If it was tough then, it's even tougher now.  At least the messianic Masters of Modernism could still chase the dream of utopia; still believe that once their art had fulfilled its redemptive destiny, it could die peacefully, mission accomplished.  We, on the other hand, are condemned to address an altogether different kind of Final Solution.  Once the word "Auschwitz" appeared, language dried into a hard shell of hollow signs.  Art didn't expire in glory, it was condemned to a living death.  In the aftermath of this catastrophe it's hard for the painter not to produce mere pictures of paintings.  Hard, but not impossible.


The search will, inevitably, turn up a few dead ends. The chic allure of spot and spin paintings, for example, along with elegantly poured puddles and sheets of enamel paint.  Dead ends because they elevate tasteful neutrality to a point of dumb closure, coaxing paint to perform a few easy tricks like an eager, nervous puppy. Knowing pastiches smoothly rescued from the remnants of abstraction: Dead ends because they narcissistically admire the improbability of their own condition.  All of them works which say, "I don't know what I want, but I don't want it anyway."  All of them pictures of paintings, professions of bad faith.


"You don't really believe," asks an astonished Gerhard Richter, "that just the dumb showing of brush strokes, of the rhetoric of painting and its elements, could accomplish something, say something, express some kind of yearning for lost qualities, for a better world; for the opposite of misery and hopelessness?"

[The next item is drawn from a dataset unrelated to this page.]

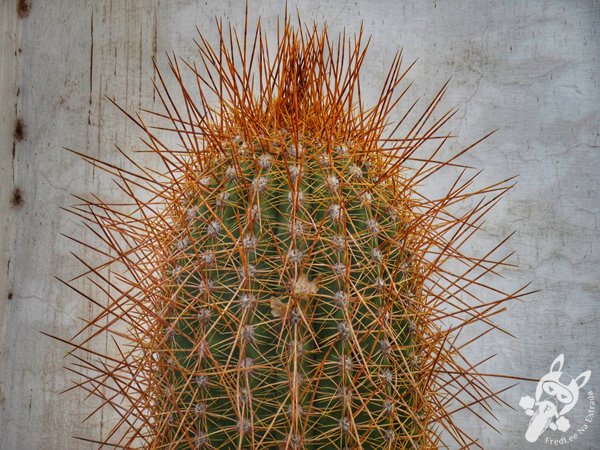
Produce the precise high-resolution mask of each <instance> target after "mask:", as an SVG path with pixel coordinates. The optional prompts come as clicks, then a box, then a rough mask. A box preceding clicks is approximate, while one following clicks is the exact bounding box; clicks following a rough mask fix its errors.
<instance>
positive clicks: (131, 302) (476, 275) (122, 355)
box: [69, 20, 518, 449]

You can't dump progressive optimism and badly-behaved paint at the same time and still hope to have something interesting left.  No chance.  You've got to let them fight it out and witness the agonised tangles they produce.  When Peter Lynch referees the contest it seems at first as if he is letting them get away with anything.  Those colours and those brush strokes look like strictly illegal moves.  But then you start to realise that new rules of engagement are emerging, a new game is being invented before your eyes.  Or perhaps it's an old one which has passed you by until now.


Have you ever watched a sport whose laws you didn't know, whose tactic’s you couldn’t fathom ?  It's a bit like listening to a language you have never heard before.  You know it must make sense to someone, but not to you.  The players are deep in concentration, euphoric or dejected by turns, but the meaning of their passion is lost on you.  It seems to be passion for its own sake, pure passion, but you know from other experience that there must be more.  Mustn't there?  It's time to look at Peter Lynch’s paintings again.